Variational regularization is commonly used to solve linear inverse problems, and involves augmenting a data fidelity by a regularizer. The regularizer is used to promote a priori information and is weighted by a regularization parameter. Selection of an appropriate regularization parameter is critical, with various choices leading to very different reconstructions. Classical strategies used to determine a suitable parameter value include the discrepancy principle and the L-curve criterion, and in recent years a supervised machine learning approach called bilevel learning has been employed. Bilevel learning is a powerful framework to determine optimal parameters and involves solving a nested optimization problem.
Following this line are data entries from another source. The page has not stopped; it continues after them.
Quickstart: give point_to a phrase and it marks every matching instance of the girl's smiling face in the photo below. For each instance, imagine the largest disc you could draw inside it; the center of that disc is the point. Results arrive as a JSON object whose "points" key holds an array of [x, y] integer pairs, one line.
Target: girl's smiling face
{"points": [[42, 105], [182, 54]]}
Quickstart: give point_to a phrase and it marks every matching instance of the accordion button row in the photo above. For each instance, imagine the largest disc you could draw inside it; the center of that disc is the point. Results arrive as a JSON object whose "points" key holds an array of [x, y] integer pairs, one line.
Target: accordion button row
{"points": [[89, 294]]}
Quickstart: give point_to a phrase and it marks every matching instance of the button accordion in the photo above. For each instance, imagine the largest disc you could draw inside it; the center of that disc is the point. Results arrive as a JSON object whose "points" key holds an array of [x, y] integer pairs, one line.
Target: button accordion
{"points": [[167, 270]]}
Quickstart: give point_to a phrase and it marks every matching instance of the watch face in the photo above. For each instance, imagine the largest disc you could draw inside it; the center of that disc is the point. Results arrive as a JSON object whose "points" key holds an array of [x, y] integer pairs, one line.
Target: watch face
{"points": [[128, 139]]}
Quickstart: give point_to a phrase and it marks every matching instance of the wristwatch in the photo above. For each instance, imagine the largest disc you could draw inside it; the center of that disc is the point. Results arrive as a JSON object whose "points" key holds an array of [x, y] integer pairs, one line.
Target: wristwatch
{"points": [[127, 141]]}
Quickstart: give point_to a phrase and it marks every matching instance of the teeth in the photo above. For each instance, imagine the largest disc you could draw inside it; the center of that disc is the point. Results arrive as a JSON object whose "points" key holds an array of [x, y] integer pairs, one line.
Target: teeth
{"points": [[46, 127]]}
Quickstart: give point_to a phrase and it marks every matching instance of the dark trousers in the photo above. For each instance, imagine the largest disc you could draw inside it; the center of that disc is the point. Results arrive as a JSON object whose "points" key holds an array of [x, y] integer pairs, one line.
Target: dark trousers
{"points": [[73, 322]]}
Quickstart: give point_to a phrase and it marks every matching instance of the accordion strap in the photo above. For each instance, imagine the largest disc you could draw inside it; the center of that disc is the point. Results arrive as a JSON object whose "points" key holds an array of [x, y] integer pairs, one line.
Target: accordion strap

While previous strategies enjoy various theoretical results, the well-posedness of bilevel learning in this setting is still an open question. In particular, a necessary property is positivity of the determined regularization parameter. In this work, we provide a new condition that better characterizes positivity of optimal regularization parameters than the existing theory. Numerical results verify and explore this new condition for both small and high-dimensional problems.

翻译：变分正则化常用于求解线性逆问题，其核心是在数据保真项中引入正则化项。正则化项用于增强先验信息，并通过正则化参数进行加权。选择恰当的正则化参数至关重要，不同的参数选择将导致截然不同的重建结果。确定合适参数值的经典策略包括偏差原理和L曲线准则，近年来又出现了名为双层学习的监督式机器学习方法。双层学习是一个用于确定最优参数的强大框架，需要求解嵌套优化问题。尽管以往策略已具备多项理论成果，但该领域中双层学习的适定性仍是未解难题——其中正则化参数的正性尤为关键。本文提出了一个较现有理论能更好刻画最优正则化参数正性的新条件。数值实验结果在小规模与高维问题中均验证并探索了这一新条件。